On the closer Nordic ties, a Scottish Government spokesman said last night that the “Nordic countries are close and like-minded partners for Scotland” and that it was “committed to exploring opportunities for even greater policy and knowledge exchange”.

He added: “Cabinet Secretary Michael Russell met with the secretary general Paula Lehtomaki in November last year to discuss how the Scottish Government and the Nordic Council of Ministers can work more closely and regularly together around the challenges and ambitions that Scotland shares with Nordic countries.

“They agreed to explore opportunities for greater Scottish-Nordic co-operation to inform a green, fair and sustainable recovery from the Covid-19 pandemic. The Scottish Government will continue to pursue stronger ties with Nordic nations and will seek to further discuss closer relations in the future.”

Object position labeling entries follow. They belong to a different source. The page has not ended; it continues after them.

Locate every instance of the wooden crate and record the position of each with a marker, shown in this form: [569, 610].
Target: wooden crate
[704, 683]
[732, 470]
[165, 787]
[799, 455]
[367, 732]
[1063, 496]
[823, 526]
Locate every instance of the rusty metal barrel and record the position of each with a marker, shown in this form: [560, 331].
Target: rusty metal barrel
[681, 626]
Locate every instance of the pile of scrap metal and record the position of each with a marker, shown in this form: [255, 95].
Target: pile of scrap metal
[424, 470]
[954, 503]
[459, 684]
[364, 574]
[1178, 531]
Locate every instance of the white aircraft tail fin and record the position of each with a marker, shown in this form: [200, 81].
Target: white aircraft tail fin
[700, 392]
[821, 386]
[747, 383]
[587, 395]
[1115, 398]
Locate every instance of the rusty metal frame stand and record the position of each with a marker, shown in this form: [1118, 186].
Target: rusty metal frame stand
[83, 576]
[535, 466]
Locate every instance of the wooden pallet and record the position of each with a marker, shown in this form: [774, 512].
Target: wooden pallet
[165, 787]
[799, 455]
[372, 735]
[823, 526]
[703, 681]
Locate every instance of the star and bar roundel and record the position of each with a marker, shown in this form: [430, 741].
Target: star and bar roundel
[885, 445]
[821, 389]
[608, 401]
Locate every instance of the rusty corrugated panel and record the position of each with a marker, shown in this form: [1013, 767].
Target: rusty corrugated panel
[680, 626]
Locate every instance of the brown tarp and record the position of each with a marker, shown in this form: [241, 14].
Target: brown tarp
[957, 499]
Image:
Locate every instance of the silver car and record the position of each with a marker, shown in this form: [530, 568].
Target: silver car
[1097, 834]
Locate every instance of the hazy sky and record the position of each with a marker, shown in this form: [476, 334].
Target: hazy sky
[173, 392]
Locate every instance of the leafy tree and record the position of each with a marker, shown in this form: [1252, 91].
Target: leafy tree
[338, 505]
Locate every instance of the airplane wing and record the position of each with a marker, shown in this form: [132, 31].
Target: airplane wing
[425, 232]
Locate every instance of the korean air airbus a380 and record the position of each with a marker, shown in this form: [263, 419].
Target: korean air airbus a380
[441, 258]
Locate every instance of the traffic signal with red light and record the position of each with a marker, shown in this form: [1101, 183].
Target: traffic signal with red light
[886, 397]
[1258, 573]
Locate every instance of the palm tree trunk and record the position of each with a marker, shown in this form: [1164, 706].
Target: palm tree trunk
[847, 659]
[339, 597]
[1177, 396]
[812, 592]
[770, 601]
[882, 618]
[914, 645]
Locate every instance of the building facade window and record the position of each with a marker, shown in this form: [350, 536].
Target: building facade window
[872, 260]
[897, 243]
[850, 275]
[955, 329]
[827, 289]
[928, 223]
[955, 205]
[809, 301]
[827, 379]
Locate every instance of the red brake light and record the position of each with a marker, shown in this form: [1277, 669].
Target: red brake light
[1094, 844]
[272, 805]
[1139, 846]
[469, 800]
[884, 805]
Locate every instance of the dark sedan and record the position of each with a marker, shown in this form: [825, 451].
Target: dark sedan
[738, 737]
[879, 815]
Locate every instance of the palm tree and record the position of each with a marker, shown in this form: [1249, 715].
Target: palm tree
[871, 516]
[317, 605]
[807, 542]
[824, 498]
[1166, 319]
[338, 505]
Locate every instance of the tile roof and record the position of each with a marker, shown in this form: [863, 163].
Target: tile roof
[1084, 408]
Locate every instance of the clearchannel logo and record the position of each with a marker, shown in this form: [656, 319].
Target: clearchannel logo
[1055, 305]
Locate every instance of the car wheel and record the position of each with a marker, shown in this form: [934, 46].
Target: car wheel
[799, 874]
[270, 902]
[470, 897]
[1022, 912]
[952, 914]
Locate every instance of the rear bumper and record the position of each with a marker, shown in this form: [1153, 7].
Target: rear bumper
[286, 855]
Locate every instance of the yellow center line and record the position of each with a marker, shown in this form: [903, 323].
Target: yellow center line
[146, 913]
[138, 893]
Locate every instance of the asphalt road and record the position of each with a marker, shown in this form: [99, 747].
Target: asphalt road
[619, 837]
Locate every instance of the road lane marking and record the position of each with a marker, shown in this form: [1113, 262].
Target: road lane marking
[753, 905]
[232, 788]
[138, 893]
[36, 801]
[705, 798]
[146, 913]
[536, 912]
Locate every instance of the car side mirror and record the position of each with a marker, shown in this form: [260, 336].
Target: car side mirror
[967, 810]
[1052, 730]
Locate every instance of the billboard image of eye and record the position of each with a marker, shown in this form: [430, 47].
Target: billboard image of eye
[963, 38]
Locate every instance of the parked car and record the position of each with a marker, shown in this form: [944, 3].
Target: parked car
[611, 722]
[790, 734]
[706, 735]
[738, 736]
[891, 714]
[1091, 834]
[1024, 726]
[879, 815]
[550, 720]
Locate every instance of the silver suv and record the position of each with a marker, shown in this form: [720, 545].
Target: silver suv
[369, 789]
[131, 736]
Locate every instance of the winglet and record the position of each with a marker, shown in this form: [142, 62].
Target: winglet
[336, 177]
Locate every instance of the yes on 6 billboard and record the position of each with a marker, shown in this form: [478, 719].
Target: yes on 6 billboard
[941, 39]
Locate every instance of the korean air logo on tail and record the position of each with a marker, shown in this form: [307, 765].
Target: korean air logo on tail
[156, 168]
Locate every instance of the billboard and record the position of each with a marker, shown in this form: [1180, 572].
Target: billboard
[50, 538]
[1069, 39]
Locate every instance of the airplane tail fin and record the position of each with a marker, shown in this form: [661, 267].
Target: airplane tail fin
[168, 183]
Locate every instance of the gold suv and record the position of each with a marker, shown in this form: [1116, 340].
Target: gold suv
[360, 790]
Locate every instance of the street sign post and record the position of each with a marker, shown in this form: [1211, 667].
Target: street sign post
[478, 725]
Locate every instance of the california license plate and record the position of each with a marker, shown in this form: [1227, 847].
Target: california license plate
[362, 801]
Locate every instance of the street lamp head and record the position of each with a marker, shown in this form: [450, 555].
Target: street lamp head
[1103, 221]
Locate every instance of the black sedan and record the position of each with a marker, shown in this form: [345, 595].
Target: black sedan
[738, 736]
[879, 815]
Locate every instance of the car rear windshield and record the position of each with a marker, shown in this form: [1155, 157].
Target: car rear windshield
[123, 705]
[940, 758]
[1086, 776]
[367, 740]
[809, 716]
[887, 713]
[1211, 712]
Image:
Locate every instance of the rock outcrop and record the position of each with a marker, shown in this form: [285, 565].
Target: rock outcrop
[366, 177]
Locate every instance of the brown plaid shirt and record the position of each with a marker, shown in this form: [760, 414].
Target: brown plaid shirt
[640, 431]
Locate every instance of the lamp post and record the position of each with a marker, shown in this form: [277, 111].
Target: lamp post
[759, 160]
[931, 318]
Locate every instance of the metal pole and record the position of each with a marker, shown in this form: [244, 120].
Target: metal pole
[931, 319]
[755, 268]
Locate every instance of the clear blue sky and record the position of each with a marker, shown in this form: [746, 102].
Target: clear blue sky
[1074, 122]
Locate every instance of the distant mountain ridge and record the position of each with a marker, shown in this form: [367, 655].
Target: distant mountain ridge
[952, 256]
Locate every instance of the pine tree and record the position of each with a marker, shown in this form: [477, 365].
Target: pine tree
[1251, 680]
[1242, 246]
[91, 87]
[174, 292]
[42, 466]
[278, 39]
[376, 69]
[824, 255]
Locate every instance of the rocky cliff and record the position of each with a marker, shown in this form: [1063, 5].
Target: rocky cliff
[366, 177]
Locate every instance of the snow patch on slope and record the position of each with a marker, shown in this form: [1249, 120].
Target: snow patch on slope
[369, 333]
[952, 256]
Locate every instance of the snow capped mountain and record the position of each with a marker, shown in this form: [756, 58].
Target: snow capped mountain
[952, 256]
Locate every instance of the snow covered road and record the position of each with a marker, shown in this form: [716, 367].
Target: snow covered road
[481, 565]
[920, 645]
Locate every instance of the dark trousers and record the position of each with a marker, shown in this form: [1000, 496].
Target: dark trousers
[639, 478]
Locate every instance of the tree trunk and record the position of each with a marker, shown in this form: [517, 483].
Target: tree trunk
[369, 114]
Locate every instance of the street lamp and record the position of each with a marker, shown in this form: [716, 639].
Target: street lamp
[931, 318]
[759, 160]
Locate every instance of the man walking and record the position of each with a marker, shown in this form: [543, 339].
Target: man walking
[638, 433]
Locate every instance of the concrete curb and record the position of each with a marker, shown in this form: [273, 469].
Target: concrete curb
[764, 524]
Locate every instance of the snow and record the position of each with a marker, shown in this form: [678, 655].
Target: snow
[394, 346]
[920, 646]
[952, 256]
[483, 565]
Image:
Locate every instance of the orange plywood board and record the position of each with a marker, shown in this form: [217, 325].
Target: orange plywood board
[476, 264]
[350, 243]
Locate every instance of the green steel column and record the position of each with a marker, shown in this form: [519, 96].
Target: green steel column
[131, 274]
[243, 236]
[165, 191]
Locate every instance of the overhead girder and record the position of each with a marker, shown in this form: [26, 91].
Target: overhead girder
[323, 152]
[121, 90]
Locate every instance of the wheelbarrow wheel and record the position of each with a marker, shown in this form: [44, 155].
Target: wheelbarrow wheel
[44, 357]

The Nordic Council of Ministers is the official body for inter-governmental co-operation in the Nordic region. Denmark, Finland, Iceland, Norway and Sweden have been members since it began in 1971. Representatives of the devolved governments of the Faroe Islands, Greenland and Aland also take part.

Hughes said: “The potential benefits from co-operating with like-minded countries that are neighbours, broadly, to Scotland and in the same region are clear. Whether on climate, digital, gender, mobility or other issues, the Nordic Council covers a lot of debate and agreements for furthering co-operation.

“Whether Scotland could get formal observer status with the council is an open question but there may be scope to participate on occasion as a guest for instance and the Nordic Council does engage with other countries in its region.”

She added: “From the broader perspective of independence in the EU, the Nordic Council states are all in the EU or European Economic Area (with the exception of Greenland) and both in the independence context, and due to Brexit, the more Scotland (government and civil society) can do to intensify relations with other neighbouring EU countries the better.”